5(a) Confidentiality. You may be given access to Confidential Information of OpenAI, its affiliates and other third parties. You may use Confidential Information only as needed to use the Services as permitted under these Terms. You may not disclose Confidential Information to any third party, and you will protect Confidential Information in the same manner that you protect your own confidential information of a similar nature, using at least reasonable care.
In contrast, the “How your data is used” policy document paints a picture that OpenAI is under a clear obligation to keep (non-personal) input prompt data data confidential where it states that:
We know that data privacy and security are critical for our customers. We take great care to use appropriate technical and process controls to secure your data. We remove any personally identifiable information from data we intend to use to improve model performance. We also only use a small sampling of data per customer for our efforts to improve model performance. For example, for one task, the maximum number of API requests that we sample per customer is capped at 200 every 6 months.
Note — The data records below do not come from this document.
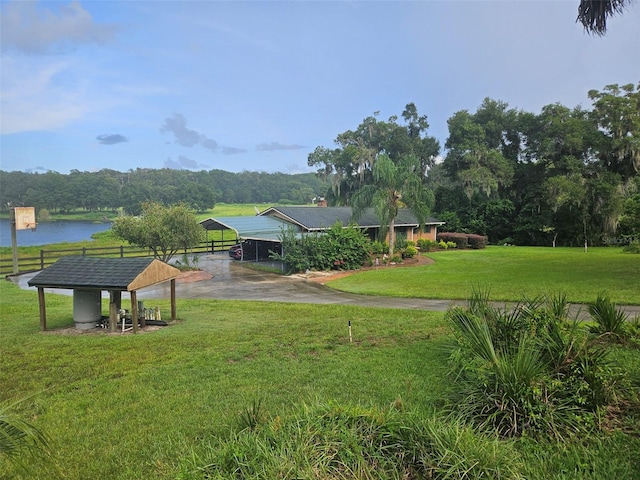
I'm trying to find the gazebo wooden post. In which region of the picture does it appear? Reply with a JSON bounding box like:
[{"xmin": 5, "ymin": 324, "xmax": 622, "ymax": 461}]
[
  {"xmin": 171, "ymin": 278, "xmax": 176, "ymax": 321},
  {"xmin": 131, "ymin": 290, "xmax": 138, "ymax": 333},
  {"xmin": 109, "ymin": 290, "xmax": 118, "ymax": 333},
  {"xmin": 38, "ymin": 287, "xmax": 47, "ymax": 332}
]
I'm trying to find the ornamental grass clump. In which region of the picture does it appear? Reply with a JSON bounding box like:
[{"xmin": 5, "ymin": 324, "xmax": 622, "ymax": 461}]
[
  {"xmin": 447, "ymin": 291, "xmax": 625, "ymax": 438},
  {"xmin": 186, "ymin": 403, "xmax": 523, "ymax": 480}
]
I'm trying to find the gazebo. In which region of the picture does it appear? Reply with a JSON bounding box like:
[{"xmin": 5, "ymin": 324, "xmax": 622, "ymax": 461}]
[{"xmin": 27, "ymin": 256, "xmax": 180, "ymax": 333}]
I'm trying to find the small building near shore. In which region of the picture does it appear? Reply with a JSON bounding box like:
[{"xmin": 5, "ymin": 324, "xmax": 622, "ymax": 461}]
[{"xmin": 27, "ymin": 256, "xmax": 180, "ymax": 333}]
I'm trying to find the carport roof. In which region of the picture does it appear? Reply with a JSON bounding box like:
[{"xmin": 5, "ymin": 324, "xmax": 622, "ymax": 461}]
[
  {"xmin": 260, "ymin": 206, "xmax": 444, "ymax": 232},
  {"xmin": 200, "ymin": 216, "xmax": 300, "ymax": 242}
]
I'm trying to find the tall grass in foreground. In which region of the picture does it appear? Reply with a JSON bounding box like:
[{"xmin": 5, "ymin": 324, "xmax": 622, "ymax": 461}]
[{"xmin": 180, "ymin": 404, "xmax": 523, "ymax": 480}]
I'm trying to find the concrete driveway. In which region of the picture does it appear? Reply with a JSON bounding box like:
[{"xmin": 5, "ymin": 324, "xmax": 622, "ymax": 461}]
[
  {"xmin": 138, "ymin": 253, "xmax": 464, "ymax": 311},
  {"xmin": 12, "ymin": 252, "xmax": 640, "ymax": 318}
]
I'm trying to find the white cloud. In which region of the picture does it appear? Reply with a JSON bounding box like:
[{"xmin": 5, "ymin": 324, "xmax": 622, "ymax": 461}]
[
  {"xmin": 0, "ymin": 57, "xmax": 88, "ymax": 135},
  {"xmin": 0, "ymin": 2, "xmax": 116, "ymax": 54}
]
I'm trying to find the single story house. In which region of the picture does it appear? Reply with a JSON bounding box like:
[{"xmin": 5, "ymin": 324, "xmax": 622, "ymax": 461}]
[{"xmin": 200, "ymin": 206, "xmax": 444, "ymax": 260}]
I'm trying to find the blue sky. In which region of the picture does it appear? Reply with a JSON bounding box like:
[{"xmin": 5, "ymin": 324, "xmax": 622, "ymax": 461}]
[{"xmin": 0, "ymin": 0, "xmax": 640, "ymax": 173}]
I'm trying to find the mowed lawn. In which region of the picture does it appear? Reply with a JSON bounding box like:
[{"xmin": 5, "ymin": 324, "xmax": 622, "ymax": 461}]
[
  {"xmin": 327, "ymin": 246, "xmax": 640, "ymax": 305},
  {"xmin": 0, "ymin": 281, "xmax": 447, "ymax": 480}
]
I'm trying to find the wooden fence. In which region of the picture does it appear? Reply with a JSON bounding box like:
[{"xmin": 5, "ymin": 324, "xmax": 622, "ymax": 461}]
[{"xmin": 0, "ymin": 240, "xmax": 236, "ymax": 276}]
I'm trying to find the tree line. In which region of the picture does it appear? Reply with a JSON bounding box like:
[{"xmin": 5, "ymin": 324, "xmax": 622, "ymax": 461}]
[
  {"xmin": 0, "ymin": 168, "xmax": 326, "ymax": 215},
  {"xmin": 308, "ymin": 84, "xmax": 640, "ymax": 246},
  {"xmin": 0, "ymin": 84, "xmax": 640, "ymax": 246}
]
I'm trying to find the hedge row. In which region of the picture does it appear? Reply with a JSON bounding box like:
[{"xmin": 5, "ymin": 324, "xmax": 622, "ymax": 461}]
[{"xmin": 436, "ymin": 232, "xmax": 488, "ymax": 249}]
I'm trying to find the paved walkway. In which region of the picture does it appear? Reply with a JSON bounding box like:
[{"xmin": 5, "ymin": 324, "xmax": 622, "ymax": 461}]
[{"xmin": 13, "ymin": 252, "xmax": 640, "ymax": 317}]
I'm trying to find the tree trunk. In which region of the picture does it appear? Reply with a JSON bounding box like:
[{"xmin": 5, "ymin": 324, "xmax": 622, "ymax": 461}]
[{"xmin": 389, "ymin": 218, "xmax": 396, "ymax": 260}]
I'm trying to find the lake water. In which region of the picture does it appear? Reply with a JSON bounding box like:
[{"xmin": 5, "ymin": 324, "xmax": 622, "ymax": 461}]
[{"xmin": 0, "ymin": 218, "xmax": 111, "ymax": 247}]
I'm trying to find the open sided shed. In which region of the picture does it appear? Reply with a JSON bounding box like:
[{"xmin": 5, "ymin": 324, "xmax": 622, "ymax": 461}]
[
  {"xmin": 200, "ymin": 215, "xmax": 301, "ymax": 260},
  {"xmin": 28, "ymin": 256, "xmax": 180, "ymax": 333}
]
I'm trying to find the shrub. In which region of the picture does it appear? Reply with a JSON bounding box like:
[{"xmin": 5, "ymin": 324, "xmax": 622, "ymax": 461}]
[
  {"xmin": 622, "ymin": 240, "xmax": 640, "ymax": 254},
  {"xmin": 437, "ymin": 232, "xmax": 468, "ymax": 248},
  {"xmin": 371, "ymin": 240, "xmax": 389, "ymax": 255},
  {"xmin": 402, "ymin": 245, "xmax": 418, "ymax": 258},
  {"xmin": 447, "ymin": 292, "xmax": 625, "ymax": 438},
  {"xmin": 467, "ymin": 233, "xmax": 487, "ymax": 250},
  {"xmin": 417, "ymin": 238, "xmax": 438, "ymax": 252},
  {"xmin": 270, "ymin": 223, "xmax": 371, "ymax": 273}
]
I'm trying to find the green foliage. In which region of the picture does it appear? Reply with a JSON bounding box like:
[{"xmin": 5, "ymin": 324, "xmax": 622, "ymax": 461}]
[
  {"xmin": 183, "ymin": 402, "xmax": 523, "ymax": 480},
  {"xmin": 622, "ymin": 240, "xmax": 640, "ymax": 254},
  {"xmin": 238, "ymin": 399, "xmax": 268, "ymax": 431},
  {"xmin": 447, "ymin": 291, "xmax": 625, "ymax": 438},
  {"xmin": 174, "ymin": 253, "xmax": 200, "ymax": 272},
  {"xmin": 0, "ymin": 396, "xmax": 49, "ymax": 460},
  {"xmin": 402, "ymin": 245, "xmax": 418, "ymax": 258},
  {"xmin": 111, "ymin": 203, "xmax": 205, "ymax": 262},
  {"xmin": 417, "ymin": 238, "xmax": 438, "ymax": 252},
  {"xmin": 371, "ymin": 240, "xmax": 389, "ymax": 255},
  {"xmin": 270, "ymin": 223, "xmax": 371, "ymax": 273},
  {"xmin": 436, "ymin": 232, "xmax": 468, "ymax": 248}
]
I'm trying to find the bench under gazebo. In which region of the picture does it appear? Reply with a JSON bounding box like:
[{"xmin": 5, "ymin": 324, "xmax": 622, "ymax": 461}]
[{"xmin": 27, "ymin": 256, "xmax": 180, "ymax": 333}]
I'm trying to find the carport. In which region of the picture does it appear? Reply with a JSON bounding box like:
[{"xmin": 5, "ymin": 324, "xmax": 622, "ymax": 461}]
[
  {"xmin": 200, "ymin": 216, "xmax": 301, "ymax": 261},
  {"xmin": 27, "ymin": 256, "xmax": 180, "ymax": 333}
]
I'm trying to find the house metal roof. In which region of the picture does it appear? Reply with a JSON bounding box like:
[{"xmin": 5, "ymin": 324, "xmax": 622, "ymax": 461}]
[
  {"xmin": 28, "ymin": 256, "xmax": 180, "ymax": 291},
  {"xmin": 259, "ymin": 206, "xmax": 444, "ymax": 232},
  {"xmin": 200, "ymin": 216, "xmax": 300, "ymax": 242}
]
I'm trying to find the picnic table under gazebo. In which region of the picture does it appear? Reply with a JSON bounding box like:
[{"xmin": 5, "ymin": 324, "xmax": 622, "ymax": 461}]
[{"xmin": 27, "ymin": 256, "xmax": 180, "ymax": 333}]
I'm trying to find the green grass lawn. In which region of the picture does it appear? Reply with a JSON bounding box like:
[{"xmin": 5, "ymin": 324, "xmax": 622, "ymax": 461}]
[
  {"xmin": 0, "ymin": 247, "xmax": 640, "ymax": 480},
  {"xmin": 327, "ymin": 246, "xmax": 640, "ymax": 305},
  {"xmin": 0, "ymin": 281, "xmax": 446, "ymax": 479},
  {"xmin": 0, "ymin": 281, "xmax": 640, "ymax": 480}
]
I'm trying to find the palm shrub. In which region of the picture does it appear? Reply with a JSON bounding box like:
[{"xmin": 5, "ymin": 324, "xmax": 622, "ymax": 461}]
[{"xmin": 447, "ymin": 291, "xmax": 624, "ymax": 438}]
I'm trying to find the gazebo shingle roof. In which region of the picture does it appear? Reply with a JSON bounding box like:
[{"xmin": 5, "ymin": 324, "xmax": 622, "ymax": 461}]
[{"xmin": 28, "ymin": 256, "xmax": 180, "ymax": 291}]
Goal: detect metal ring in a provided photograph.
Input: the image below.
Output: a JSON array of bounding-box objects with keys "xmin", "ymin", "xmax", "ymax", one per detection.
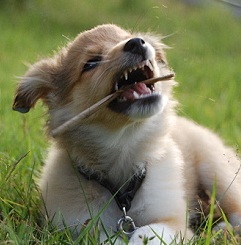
[{"xmin": 117, "ymin": 216, "xmax": 137, "ymax": 236}]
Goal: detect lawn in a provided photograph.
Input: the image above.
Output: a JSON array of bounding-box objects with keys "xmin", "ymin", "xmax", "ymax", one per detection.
[{"xmin": 0, "ymin": 0, "xmax": 241, "ymax": 244}]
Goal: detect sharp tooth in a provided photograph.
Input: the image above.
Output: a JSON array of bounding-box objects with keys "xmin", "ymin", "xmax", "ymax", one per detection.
[{"xmin": 124, "ymin": 71, "xmax": 128, "ymax": 80}]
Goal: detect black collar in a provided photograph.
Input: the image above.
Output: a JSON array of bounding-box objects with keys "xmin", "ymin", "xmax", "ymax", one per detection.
[{"xmin": 78, "ymin": 167, "xmax": 146, "ymax": 212}]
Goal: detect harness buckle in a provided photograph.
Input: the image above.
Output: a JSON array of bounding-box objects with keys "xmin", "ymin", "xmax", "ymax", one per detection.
[{"xmin": 117, "ymin": 207, "xmax": 138, "ymax": 238}]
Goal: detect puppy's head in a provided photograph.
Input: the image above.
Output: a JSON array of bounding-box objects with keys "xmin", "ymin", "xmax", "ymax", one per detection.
[{"xmin": 13, "ymin": 25, "xmax": 173, "ymax": 132}]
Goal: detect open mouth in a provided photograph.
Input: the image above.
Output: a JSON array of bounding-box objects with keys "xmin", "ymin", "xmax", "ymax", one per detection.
[
  {"xmin": 108, "ymin": 60, "xmax": 160, "ymax": 114},
  {"xmin": 115, "ymin": 60, "xmax": 155, "ymax": 102}
]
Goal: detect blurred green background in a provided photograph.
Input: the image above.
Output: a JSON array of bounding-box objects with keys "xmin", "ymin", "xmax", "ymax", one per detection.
[
  {"xmin": 0, "ymin": 0, "xmax": 241, "ymax": 244},
  {"xmin": 0, "ymin": 0, "xmax": 241, "ymax": 164}
]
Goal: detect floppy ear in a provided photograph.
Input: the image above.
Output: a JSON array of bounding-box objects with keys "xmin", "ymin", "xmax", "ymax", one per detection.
[{"xmin": 13, "ymin": 59, "xmax": 56, "ymax": 113}]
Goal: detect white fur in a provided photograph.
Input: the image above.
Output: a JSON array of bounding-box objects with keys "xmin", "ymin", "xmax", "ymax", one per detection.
[{"xmin": 14, "ymin": 25, "xmax": 241, "ymax": 244}]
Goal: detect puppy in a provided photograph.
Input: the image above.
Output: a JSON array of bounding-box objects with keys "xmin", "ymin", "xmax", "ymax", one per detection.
[{"xmin": 13, "ymin": 25, "xmax": 241, "ymax": 244}]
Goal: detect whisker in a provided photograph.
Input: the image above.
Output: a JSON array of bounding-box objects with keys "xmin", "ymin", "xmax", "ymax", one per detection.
[{"xmin": 52, "ymin": 73, "xmax": 175, "ymax": 137}]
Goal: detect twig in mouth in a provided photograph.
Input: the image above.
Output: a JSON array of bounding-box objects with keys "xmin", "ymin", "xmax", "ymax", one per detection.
[{"xmin": 51, "ymin": 73, "xmax": 174, "ymax": 137}]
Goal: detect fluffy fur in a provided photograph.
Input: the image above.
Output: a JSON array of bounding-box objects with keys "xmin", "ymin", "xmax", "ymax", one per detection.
[{"xmin": 13, "ymin": 25, "xmax": 241, "ymax": 244}]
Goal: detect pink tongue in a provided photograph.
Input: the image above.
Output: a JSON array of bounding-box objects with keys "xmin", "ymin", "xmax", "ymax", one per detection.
[{"xmin": 122, "ymin": 82, "xmax": 150, "ymax": 100}]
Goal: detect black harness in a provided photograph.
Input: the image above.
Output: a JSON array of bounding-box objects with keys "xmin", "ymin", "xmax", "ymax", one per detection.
[{"xmin": 78, "ymin": 167, "xmax": 146, "ymax": 212}]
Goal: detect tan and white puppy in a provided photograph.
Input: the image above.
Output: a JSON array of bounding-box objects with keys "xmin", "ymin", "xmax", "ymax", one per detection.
[{"xmin": 13, "ymin": 25, "xmax": 241, "ymax": 244}]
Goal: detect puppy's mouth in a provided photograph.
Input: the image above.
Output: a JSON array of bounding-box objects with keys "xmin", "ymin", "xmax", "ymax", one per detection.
[
  {"xmin": 115, "ymin": 60, "xmax": 154, "ymax": 101},
  {"xmin": 109, "ymin": 60, "xmax": 160, "ymax": 112}
]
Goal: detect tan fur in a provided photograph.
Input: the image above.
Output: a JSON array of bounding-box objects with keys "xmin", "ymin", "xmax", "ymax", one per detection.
[{"xmin": 14, "ymin": 25, "xmax": 241, "ymax": 244}]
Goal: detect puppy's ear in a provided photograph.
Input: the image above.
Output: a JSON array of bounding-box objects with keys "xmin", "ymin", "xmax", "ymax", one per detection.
[{"xmin": 13, "ymin": 59, "xmax": 56, "ymax": 113}]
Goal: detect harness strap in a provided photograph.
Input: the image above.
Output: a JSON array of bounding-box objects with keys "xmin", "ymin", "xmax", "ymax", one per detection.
[{"xmin": 78, "ymin": 167, "xmax": 146, "ymax": 212}]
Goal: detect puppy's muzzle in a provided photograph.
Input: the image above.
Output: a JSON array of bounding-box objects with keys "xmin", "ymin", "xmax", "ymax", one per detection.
[{"xmin": 123, "ymin": 37, "xmax": 147, "ymax": 60}]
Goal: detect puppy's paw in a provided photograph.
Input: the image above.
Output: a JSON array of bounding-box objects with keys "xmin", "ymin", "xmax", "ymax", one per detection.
[{"xmin": 129, "ymin": 224, "xmax": 176, "ymax": 245}]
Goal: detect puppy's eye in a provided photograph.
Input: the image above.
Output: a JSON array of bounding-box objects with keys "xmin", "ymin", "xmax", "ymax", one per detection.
[{"xmin": 82, "ymin": 56, "xmax": 102, "ymax": 72}]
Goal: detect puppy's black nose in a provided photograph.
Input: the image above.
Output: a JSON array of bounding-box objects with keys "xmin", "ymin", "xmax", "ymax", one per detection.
[{"xmin": 124, "ymin": 37, "xmax": 146, "ymax": 58}]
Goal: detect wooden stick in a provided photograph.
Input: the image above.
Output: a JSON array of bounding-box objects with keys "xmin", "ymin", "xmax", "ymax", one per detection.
[{"xmin": 51, "ymin": 73, "xmax": 174, "ymax": 137}]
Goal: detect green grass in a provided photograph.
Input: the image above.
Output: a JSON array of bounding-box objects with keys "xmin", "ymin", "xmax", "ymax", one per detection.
[{"xmin": 0, "ymin": 0, "xmax": 241, "ymax": 244}]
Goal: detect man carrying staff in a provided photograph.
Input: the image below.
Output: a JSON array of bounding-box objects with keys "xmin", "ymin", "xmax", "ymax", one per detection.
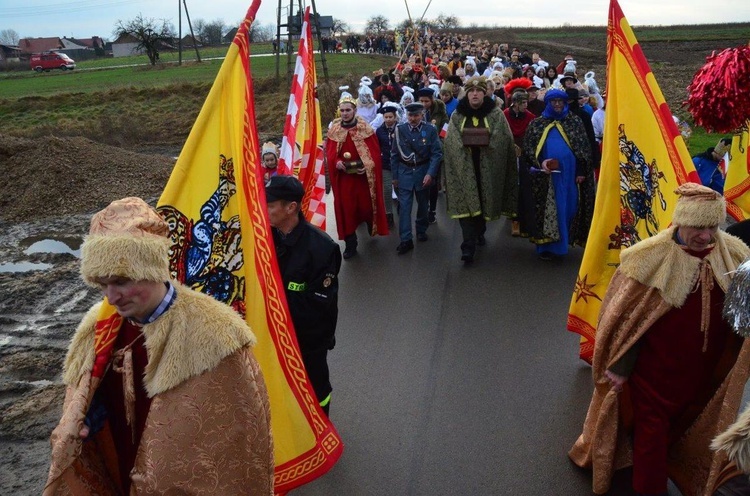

We understand that in some cases you may not want your data used to improve model performance. You can opt out of having your data used to improve our models by emailing your request, along with your [organization ID], to email@example.com. Please note that in some cases this will limit the ability of our models to better address your specific use case.
Opting out appears only to prevent your input data being sampled but does not stop OpenAI from storing your input prompts and completions indefinitely.
A dev team sending input prompts to the GPT3 API that include unstructured confidential (non-personal) data in order to parse/bring structure to it. OpenAI stores this data on its servers indefinitely.
A dev shop sending input prompts to the GPT3 API for generating tedious bit of a code to speed up the their project delivery time. OpenAI stores this code on its servers indefinitely.
This contradiction between the picture the policy documents paint and the one-sided confidentiality clause makes it tricky for internal dev teams to sell the idea of using GPT3 API services internally to management.
(a) Your Content. You may provide input to the Services (“Input”), and receive output generated and returned by the Services based on the Input (“Output”). Input and Output are collectively “Content.” As between the parties and to the extent permitted by applicable law, you own all Input, and subject to your compliance with these Terms, OpenAI hereby assigns to you all its right, title and interest in and to Output. OpenAI may use Content as necessary to provide and maintain the Services, comply with applicable law, and enforce our policies. You are responsible for Content, including for ensuring that it does not violate any applicable law or these Terms.
Effectively, if all rights (which would include any copyright in the input and output confidential data) are owned and/or assigned to the user and the user has opted out of their data being used for training, is there not a risk that a user can commence a copyright infringement suit to get a court order requiring OpenAI to delete user owned, opted out confidential input/output data that accordingly does not fall under the consented umbrella of “using the Content as necessary to provide and maintain the Services”.
Training data provided by the customer is only used to fine-tune the customer’s model and is not used by Microsoft to train or improve any Microsoft models.
The requests & response data may be temporarily stored by the Azure OpenAI Service for up to 30 days. This data is encrypted and is only accessible to authorized engineers for (1) debugging purposes in the event of a failure, (2) investigating patterns of abuse and misuse or (3) improving the content filtering system through using the prompts and completions flagged for abuse or misuse.